Édouard Manet (1832-1883) et Edgar Degas (1834-1917) sont tous deux des acteurs essentiels de la nouvelle peinture des années 1860-80. L’exposition du musée d’Orsay qui réunit les deux peintres dans la lumière de leurs contrastes oblige à porter un nouveau regard sur leur réelle complicité. Elle montre ce que la modernité picturale eut d’hétérogène, de conflictuel, et révèle la valeur de la collection de Degas où Manet prit une place plus grande après son décès.
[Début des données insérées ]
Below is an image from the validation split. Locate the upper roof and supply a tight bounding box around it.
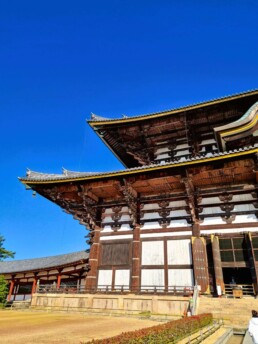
[88,90,258,168]
[0,251,89,274]
[87,89,258,128]
[19,144,258,186]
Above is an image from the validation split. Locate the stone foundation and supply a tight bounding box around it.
[31,294,189,316]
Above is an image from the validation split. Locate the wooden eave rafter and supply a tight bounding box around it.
[20,148,258,185]
[87,89,258,125]
[88,90,258,167]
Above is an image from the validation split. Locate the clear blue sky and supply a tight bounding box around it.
[0,0,258,259]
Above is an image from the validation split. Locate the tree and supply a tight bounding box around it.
[0,275,9,306]
[0,235,15,261]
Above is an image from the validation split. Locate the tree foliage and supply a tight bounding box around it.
[0,235,15,261]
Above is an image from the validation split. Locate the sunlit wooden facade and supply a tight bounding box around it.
[21,90,258,294]
[0,251,89,301]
Rapprocher des artistes aussi cruciaux que Manet et Degas ne peut se borner au repérage des ressemblances qu’offrent leurs corpus respectifs. Certes, chez ces acteurs essentiels de la nouvelle peinture des années 1860-80, les analogies ne manquent pas concernant les sujets qu’ils imposèrent (des courses de chevaux aux scènes de café, de la prostitution au tub), les genres qu’ils réinventèrent, le réalisme qu’ils ouvrirent à d’autres potentialités formelles et narratives, le marché et les collectionneurs qu’ils parvinrent à apprivoiser, les lieux (cafés, salles de spectacle) et les cercles, familiaux (Berthe Morisot) ou amicaux, où ils se croisèrent.
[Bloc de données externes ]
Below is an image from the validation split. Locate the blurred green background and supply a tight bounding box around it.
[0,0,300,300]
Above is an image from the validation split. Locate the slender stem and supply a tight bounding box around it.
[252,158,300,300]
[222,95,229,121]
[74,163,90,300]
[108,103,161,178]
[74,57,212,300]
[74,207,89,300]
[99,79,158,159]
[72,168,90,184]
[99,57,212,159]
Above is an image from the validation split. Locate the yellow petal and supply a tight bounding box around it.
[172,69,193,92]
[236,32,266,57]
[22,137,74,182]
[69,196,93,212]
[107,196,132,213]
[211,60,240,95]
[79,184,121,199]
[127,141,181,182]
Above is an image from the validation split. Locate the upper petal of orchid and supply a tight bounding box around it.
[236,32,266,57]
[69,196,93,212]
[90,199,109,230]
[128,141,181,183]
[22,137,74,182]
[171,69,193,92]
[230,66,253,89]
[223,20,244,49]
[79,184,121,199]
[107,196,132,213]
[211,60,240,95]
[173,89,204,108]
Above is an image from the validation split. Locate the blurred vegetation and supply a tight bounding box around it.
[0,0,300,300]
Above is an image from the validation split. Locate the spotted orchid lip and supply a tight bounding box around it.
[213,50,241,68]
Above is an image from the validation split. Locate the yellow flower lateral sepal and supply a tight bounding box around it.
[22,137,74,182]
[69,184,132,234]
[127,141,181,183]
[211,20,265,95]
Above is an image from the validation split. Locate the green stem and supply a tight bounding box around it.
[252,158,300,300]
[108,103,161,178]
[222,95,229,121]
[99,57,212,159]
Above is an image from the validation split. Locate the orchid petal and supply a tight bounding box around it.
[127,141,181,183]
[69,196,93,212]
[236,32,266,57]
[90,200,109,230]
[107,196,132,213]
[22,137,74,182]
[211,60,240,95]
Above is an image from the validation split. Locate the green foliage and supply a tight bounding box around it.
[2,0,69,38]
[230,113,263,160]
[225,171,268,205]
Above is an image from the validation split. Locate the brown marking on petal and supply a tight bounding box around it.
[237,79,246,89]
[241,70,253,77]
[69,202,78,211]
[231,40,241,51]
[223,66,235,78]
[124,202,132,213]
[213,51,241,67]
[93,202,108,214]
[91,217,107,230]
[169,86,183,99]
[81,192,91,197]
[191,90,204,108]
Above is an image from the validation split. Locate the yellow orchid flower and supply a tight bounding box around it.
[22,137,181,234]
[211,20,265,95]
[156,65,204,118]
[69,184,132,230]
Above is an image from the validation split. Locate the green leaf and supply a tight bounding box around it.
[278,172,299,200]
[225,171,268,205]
Avant et après la naissance de l’impressionnisme, sur laquelle l’exposition pose un regard nouveau, ce qui les différencia ou les opposa est plus criant encore. De formations et de tempéraments dissemblables, ils ne partagent pas les mêmes goûts en littérature et en musique. Leurs choix divergents en matière d’exposition et de carrière refroidissent, dès 1873-1874, l’amitié naissante qui les lie, amitié qu’a renforcée leur expérience commune de la guerre de 1870 et des lendemains de la Commune. On ne saurait comparer la quête de reconnaissance du premier et le refus obstiné du second à emprunter les canaux officiels de légitimation. Et si l’on considère la sphère privée, une fois les années de jeunesse révolues, tout les sépare. À la sociabilité de Manet, très ouverte, et vite assez brillante, à ses choix domestiques, répondent l’existence secrète de Degas et son entourage restreint.
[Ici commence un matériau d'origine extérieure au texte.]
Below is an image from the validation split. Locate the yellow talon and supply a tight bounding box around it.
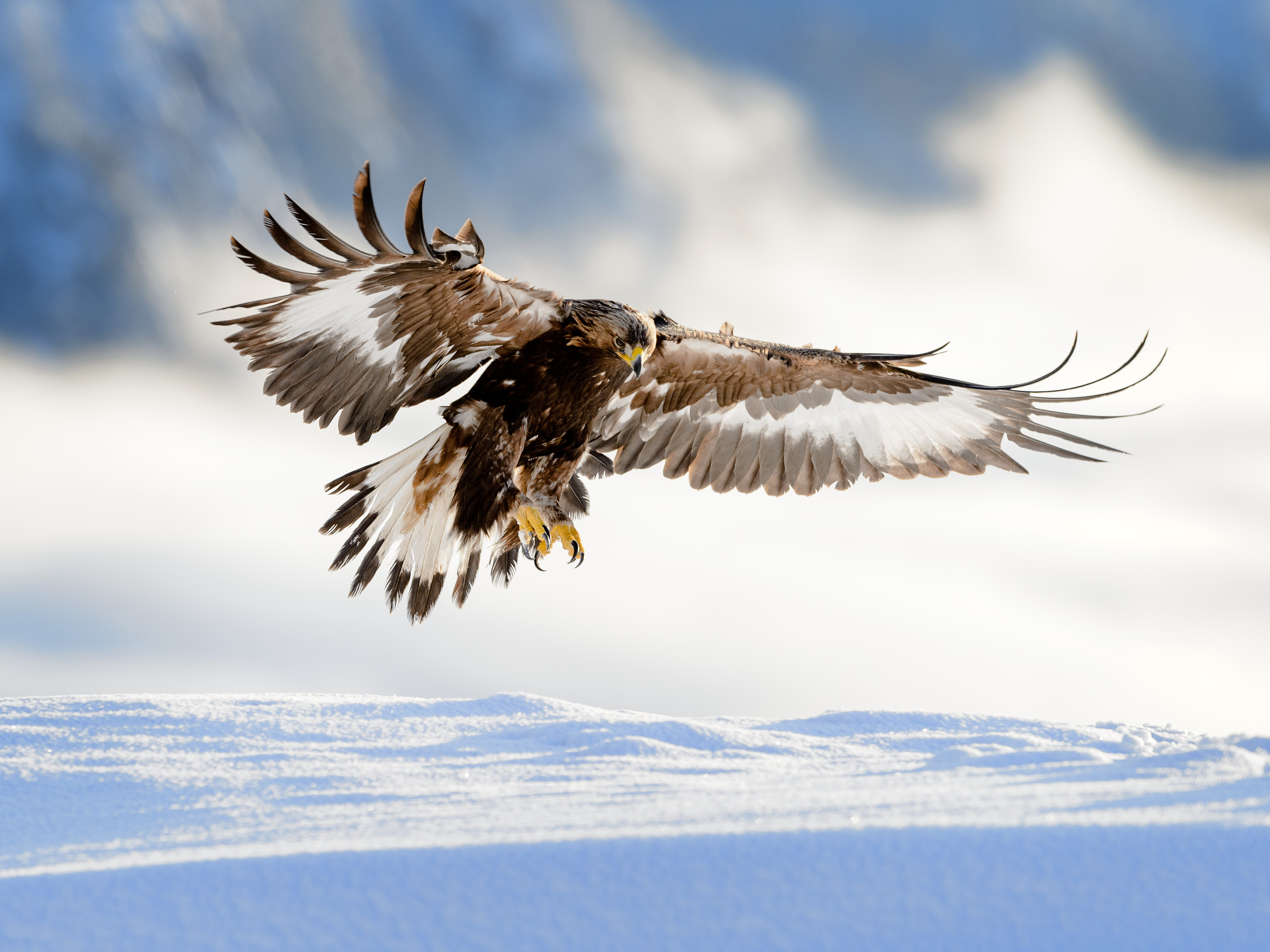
[547,522,587,565]
[516,505,551,555]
Dans Degas Danse Dessin, où il est beaucoup question de Manet, Paul Valéry parle de ces « coexistences merveilleuses » qui confinent aux accords dissonants. Parce qu’elle réunit Manet et Degas dans la lumière de leurs contrastes, et montre combien ils se définissent en se distinguant, cette exposition, riche de chefs-d’œuvre jamais réunis et d’un partenariat sans précédent, oblige à porter un nouveau regard sur l’éphémère complicité et la durable rivalité de deux géants. Le parcours rend aussi plus saillant ce que la modernité picturale, en son point d’émergence, puis d’essor et de succès, eut de conflictuel, d’hétérogène, d’imprévu. Il donne enfin toute sa valeur à la collection de Degas où, après le décès de Manet, ce dernier prit une place de plus en plus impérieuse. La mort les avait réconciliés.